Précisions sur le mode de calcul du 13e mois
En vigueur étendu

Les salariés à temps complet ou partiel reçoivent en fin d'année un supplément de salaire, dit 13e mois, égal à 1 mois de salaire global brut mensuel contractuel.

Il est acquis au prorata du temps de présence dans l'année et réglé sur la base du salaire de décembre.

Pour ce qui est des salariés classés au niveau E1, il s'agit donc de doubler le salaire sur la base du mois de décembre.

Si, conformément au dernier paragraphe de l'article 38 de la convention, le contrat de travail stipule l'inclusion du 13e mois, le salarié devra durant l'année civile percevoir une rémunération au moins égale :
― au salaire minimum brut annuel correspondant à son niveau ;
― ou pour les salariés relevant du statut de négociateur immobilier (avenant n° 31) à 13 fois le salaire minimum brut mensuel.

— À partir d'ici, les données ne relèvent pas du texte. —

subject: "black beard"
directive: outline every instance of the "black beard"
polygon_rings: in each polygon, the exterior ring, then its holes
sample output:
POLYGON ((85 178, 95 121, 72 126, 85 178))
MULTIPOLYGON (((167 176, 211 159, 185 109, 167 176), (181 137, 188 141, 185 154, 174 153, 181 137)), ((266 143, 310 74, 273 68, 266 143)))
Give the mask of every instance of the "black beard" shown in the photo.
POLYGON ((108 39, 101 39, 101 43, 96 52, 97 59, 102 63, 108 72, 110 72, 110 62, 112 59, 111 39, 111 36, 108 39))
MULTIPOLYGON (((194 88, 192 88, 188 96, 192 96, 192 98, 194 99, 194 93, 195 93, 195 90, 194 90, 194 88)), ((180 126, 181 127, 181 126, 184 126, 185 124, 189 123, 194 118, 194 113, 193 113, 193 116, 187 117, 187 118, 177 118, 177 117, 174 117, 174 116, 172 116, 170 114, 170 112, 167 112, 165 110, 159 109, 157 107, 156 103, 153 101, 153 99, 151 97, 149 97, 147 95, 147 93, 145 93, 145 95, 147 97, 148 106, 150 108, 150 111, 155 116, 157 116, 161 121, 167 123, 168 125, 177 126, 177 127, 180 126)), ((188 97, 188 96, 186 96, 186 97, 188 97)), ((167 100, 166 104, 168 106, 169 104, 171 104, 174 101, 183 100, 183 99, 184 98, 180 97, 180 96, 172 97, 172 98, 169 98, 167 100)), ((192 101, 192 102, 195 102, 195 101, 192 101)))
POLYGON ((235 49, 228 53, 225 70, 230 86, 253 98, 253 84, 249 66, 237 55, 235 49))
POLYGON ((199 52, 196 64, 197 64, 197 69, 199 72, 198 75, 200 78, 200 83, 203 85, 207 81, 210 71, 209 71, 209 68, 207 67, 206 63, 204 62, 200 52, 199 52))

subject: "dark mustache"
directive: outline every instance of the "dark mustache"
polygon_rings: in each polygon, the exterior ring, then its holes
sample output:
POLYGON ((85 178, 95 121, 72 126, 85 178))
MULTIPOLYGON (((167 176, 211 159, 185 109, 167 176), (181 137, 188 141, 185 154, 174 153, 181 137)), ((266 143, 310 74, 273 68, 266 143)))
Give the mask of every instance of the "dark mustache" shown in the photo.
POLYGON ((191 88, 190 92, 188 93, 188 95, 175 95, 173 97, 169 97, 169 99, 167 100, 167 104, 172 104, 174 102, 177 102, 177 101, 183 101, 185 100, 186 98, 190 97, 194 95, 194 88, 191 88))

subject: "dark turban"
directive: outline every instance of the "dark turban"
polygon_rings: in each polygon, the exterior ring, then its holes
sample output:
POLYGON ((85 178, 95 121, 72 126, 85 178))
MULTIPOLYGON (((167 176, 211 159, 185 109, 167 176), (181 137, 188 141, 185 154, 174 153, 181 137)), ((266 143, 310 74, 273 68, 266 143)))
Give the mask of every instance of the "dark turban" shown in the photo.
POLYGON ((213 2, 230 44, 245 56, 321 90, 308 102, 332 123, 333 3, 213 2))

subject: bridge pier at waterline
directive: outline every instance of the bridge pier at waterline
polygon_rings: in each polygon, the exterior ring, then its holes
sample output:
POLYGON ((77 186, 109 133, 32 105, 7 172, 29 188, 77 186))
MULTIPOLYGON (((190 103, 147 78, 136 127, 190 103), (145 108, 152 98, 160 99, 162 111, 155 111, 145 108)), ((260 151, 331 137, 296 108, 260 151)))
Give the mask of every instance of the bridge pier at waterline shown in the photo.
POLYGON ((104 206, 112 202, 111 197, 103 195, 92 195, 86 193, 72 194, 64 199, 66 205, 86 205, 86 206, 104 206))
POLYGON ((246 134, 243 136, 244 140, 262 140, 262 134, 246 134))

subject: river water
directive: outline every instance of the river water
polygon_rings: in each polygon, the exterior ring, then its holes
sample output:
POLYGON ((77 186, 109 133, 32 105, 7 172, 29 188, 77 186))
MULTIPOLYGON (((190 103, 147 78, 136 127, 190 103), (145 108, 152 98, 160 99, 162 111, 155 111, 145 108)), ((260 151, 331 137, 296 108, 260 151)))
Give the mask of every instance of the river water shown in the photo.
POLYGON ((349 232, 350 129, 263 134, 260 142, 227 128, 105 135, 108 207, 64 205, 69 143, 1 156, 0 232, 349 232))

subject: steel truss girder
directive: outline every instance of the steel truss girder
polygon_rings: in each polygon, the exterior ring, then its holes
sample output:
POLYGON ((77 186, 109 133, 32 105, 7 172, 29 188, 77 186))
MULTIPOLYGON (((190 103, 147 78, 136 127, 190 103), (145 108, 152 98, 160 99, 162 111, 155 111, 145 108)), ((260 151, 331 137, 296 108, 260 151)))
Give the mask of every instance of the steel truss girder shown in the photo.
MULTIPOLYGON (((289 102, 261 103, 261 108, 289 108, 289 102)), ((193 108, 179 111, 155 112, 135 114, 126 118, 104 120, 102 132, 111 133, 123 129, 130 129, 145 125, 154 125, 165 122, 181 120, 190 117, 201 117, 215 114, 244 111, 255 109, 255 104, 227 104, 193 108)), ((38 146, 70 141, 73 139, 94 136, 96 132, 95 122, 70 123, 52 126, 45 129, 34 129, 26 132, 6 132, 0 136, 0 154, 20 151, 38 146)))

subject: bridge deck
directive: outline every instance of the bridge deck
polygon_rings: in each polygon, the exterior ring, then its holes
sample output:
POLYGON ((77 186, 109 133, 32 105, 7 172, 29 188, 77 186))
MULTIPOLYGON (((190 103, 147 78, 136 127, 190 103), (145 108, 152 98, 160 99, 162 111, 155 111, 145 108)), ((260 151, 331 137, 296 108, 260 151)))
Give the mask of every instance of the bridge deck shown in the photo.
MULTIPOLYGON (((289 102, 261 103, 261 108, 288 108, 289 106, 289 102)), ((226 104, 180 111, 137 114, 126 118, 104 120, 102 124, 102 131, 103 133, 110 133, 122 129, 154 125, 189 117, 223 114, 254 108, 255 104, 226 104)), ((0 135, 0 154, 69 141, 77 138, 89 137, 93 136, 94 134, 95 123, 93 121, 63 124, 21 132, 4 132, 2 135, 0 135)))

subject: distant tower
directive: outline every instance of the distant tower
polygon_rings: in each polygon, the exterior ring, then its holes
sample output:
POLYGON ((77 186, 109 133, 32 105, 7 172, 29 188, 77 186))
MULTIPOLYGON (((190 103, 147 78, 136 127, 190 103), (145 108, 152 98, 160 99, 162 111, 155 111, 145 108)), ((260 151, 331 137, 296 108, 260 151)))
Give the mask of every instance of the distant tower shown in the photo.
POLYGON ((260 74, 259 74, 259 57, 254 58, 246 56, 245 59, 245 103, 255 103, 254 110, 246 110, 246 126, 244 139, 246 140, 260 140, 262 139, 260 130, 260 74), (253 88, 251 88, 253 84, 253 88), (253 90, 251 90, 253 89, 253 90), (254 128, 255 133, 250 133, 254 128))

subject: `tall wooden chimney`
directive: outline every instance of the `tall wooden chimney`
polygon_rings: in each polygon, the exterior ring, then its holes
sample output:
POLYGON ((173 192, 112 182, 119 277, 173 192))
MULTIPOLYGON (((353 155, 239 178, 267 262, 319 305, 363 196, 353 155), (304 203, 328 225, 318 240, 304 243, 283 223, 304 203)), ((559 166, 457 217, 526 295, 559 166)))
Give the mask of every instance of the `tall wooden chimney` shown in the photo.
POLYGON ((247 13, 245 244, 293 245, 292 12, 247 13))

Étant précisé qu'en cas de variation du salaire minimum brut mensuel en cours d'année il faudra appliquer un prorata en fonction des périodes où chaque salaire minimum était en vigueur.

En 2008, le salaire minimum brut mensuel des négociateurs immobiliers VRP qui s'élevait à 950 € au 1er janvier et a été porté à 1 300 € au 1er juillet 2008. Au titre de cette année le négociateur doit avoir perçu 14 625 €, soit (950 € × 6)/12 × 13 + (1 300 € × 6)/12 × 13, soit 6 175 + 8 450 = 14 625 €.



Précisions sur le mode de détermination du salaire minimum brut annuel du niveau E1
En vigueur étendu


Le salaire minimum brut annuel du niveau E1 de la grille de classification est défini selon la proratisation des différents SMIC applicables sur l'année.
Pour exemple, en 2008 :
― SMIC au 1er juillet 2007 : 8, 77 € par heure, soit 1 280, 07 € par mois ;
― SMIC au 1er mai 2008 : 8, 63 € par heure, soit 1 308, 88 € par mois ;
― SMIC au 1er juillet 2008 : 8, 71 € par heure, soit 1 321, 02 € par mois.
Concernant le niveau E1 de la grille de classification :
― du 1er janvier 2008 au 30 avril 2008 : 5 120, 28 € ;
― du 1er mai 2008 au 30 juin 2008 : 2 617, 76 € ;
― du 1er juillet 2008 au 31 décembre 2008 : 7 926, 12 €.
Soit 15 664, 16 € sur 12 mois et 16 969, 50 € sur 13 mois.
L'avenant n° 39 du 2 juin 2008 fixe le premier niveau à 17 016 €.



Précisions sur l'application de l'article 21.1 concernant les jours fériés
En vigueur étendu

Avenant n° 26 du 22 mars 2004 portant actualisation de la convention collective nationale de l'immobilier prévoit dans son article 21. 1 :
« Les jours fériés sont les 11 fêtes légales visées à l'article L. 222-1 du code du travail : 1er Mai, 1er janvier, lundi de Pâques, 8 mai, Ascension, lundi de Pentecôte, 14 Juillet, Assomption, Toussaint, 11 Novembre et Noël. »
Conformément à l'ancien article 21. 1 de la convention collective nationale de l'immobilier et aux usages dans la branche, les partenaires sociaux réaffirment le caractère chômé et rémunéré des 11 fêtes légales visées à l'article L. 3133-1 du code du travail.



En vigueur étendu


Les parties signataires conviennent de demander l'extension dans les meilleurs délais du présent avenant.